I'm definitely allergic to crowds of tourists but I'm a sucker for the hype about all the "must see" places. Sometimes I think waiting in line can be worth it like snapping a shot of this sexy camel... Just look at those eyelashes!
This is the principal "must see" place in Australia's interior. It truly is a great sight. If you are interested I recommend that you hire a car and get there on your own. Otherwise, you have to become one of a great crowd of tourists bussed and herded to the right spot for the ritual viewing. That of course is a very subjective matter, some people just love being lost in a crowd.
It's a long 23 hour bus ride from Yulara (the Ayer's Rock tourist village) to Darwin on the north coast but it's easy with overnight breaks at Alice Springs and Katherine, especially if you enjoy watching the empty desert hour after hour as I do. Darwin was hot but I enjoyed it and spent a week there before flying to Kupang on the Indonesian island of Timor.
The Melaleuka was a nice place to stay with good facilities and a friendly bunch of travellers.
All hostels in NZ and OZ provide kitchens where most backpackers cook their own chow and some places offer an evening special like this one. Here the special was a great bar-b-que for 2.50US$. Kitchens and dining rooms are good places to socialise, in the evening each one brings his or her own beer or wine and sometimes a party gets going... Such is the life of the backpacker in NZ & OZ.

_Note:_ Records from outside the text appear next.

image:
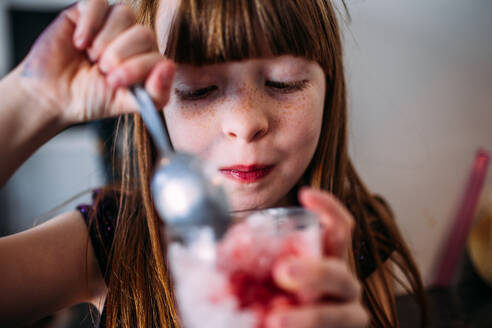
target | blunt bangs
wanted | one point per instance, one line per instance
(215, 31)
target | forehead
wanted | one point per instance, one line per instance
(164, 16)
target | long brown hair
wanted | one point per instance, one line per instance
(213, 31)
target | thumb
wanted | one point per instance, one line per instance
(54, 47)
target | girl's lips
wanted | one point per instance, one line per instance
(247, 173)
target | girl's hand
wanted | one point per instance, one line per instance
(329, 292)
(80, 65)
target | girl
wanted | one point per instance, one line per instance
(258, 90)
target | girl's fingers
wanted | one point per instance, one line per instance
(136, 40)
(344, 315)
(159, 82)
(91, 19)
(134, 70)
(336, 220)
(119, 19)
(313, 279)
(157, 73)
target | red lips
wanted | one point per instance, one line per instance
(247, 173)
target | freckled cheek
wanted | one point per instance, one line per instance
(190, 132)
(300, 123)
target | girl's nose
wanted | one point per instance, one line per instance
(246, 120)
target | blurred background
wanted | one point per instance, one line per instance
(420, 88)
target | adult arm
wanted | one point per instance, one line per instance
(48, 268)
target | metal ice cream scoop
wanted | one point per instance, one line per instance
(185, 190)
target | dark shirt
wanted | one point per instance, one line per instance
(102, 227)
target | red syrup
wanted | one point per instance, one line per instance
(259, 295)
(248, 257)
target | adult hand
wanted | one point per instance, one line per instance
(80, 65)
(329, 292)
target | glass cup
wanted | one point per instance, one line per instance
(228, 282)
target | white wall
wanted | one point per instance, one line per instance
(420, 80)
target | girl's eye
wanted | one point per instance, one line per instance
(287, 87)
(195, 94)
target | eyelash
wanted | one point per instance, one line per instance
(287, 87)
(281, 87)
(195, 94)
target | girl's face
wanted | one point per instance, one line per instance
(258, 121)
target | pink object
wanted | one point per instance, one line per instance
(455, 242)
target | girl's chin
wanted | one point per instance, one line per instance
(249, 202)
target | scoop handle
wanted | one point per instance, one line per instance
(156, 127)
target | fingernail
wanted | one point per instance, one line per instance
(274, 321)
(116, 79)
(79, 40)
(290, 271)
(104, 66)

Darwin had tourists but it also had a life of its own with a University and enough normal economic activity that it could do without tourists and survive. In other words, it was a real town as opposed to "places that tourists made" who would become ghost towns and disappear if the flow of tourists dried up.
My Australian trip was over and now I was on the way back home. I enjoyed travelling through New Zealand and Australia there were interesting places to see but I learned no more about myself than I would have travelling the same distance in North America or Europe.